The taxes were increased by Rs 3 per litre on petrol and diesel from March 14, 2020. It was further increased by Rs 10/litre on petrol and Rs 13/litre on diesel from May 6, 2020. The excise duty on petrol and diesel fetched the Centre Rs 94,181 crore in Q1FY22. Given that the fuel consumption could rise in the second half of a year, the FY22 receipts from petrol and diesel could be around Rs 4 lakh crore or about Rs 90,000 crore more (subject to moderation if the third Covid wave occurs) than FY22 Budget estimate, officials reckon.

Recently, finance secretary TV Somanathan told FE that even with the relief package announced recently, the fiscal cost of which is estimated at around Rs 1.5 lakh crore, the fiscal deficit target of 6.8% of GDP for 2021-22 would be adhered to, given the possibility of revenue receipts exceeding the budget estimate and expenditure rationalisation being undertaken (most departments were asked to contain spending in Q2 at 20% of BE against norm of 25%).

Robust receipts from excise duty, which rose 88% year-on-year to Rs 3.34 lakh crore in FY21, helped the Centre register a 5.9% increase in its net tax revenue receipts in the financial year despite disruptions in economic activities due to Covid first wave.

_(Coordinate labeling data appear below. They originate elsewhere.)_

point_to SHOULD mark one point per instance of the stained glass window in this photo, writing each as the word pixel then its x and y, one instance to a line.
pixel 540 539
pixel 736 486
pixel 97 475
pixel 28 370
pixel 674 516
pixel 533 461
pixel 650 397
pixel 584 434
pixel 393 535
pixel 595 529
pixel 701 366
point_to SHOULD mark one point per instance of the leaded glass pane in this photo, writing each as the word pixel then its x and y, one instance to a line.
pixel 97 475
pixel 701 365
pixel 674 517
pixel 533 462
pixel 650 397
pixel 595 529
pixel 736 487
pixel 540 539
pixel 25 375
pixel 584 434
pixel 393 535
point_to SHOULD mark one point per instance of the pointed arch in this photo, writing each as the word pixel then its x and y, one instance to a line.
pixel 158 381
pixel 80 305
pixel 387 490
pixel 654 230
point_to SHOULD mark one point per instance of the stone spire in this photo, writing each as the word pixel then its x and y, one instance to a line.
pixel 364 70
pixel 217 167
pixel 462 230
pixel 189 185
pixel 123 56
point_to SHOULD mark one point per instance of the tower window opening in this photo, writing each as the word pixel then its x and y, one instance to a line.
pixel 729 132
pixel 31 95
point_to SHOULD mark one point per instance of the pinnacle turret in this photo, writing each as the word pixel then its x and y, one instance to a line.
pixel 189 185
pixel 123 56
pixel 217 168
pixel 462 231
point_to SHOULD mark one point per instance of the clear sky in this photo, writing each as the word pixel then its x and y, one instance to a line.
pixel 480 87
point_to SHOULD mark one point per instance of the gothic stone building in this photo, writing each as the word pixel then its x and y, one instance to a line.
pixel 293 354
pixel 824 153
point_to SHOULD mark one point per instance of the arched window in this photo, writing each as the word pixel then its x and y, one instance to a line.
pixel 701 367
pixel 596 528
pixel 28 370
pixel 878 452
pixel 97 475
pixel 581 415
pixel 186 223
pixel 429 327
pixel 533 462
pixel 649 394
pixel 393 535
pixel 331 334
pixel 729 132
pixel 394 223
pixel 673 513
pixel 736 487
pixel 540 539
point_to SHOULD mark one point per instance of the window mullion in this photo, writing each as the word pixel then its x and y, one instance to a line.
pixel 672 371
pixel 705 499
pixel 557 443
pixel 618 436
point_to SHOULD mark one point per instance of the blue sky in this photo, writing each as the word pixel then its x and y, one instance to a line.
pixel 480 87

Higher central levy also helped the states to benefit as they levy sales tax/VAT on petroleum product prices inclusive of the Union government’s taxes. In FY21, state governments’ combined tax collections from the auto fuels was Rs 2 lakh crore, the same level as in FY20. With taxes constituting over 50% of retail sales price, petrol prices crossed over Rs 100/litre in many parts of the country.

With the weight of fuels like petrol, diesel and other fuels in the CPI being only 2.52%, the government is discounting any substantial inflationary pressure on account of higher fuel prices. However, its indirect impact through higher freight cost feeds into most other prices. Lower excise on fuels means higher disposable income or higher savings which has positive impact on the economy, said India Ratings chief economist DK Pant. “If producers are not passing higher transportation cost their profitability is going to hit leading to lower investment and consumption. The government’s fuel taxation policy is going to impact all three economic agents – government, producer and consumer,” Pant added.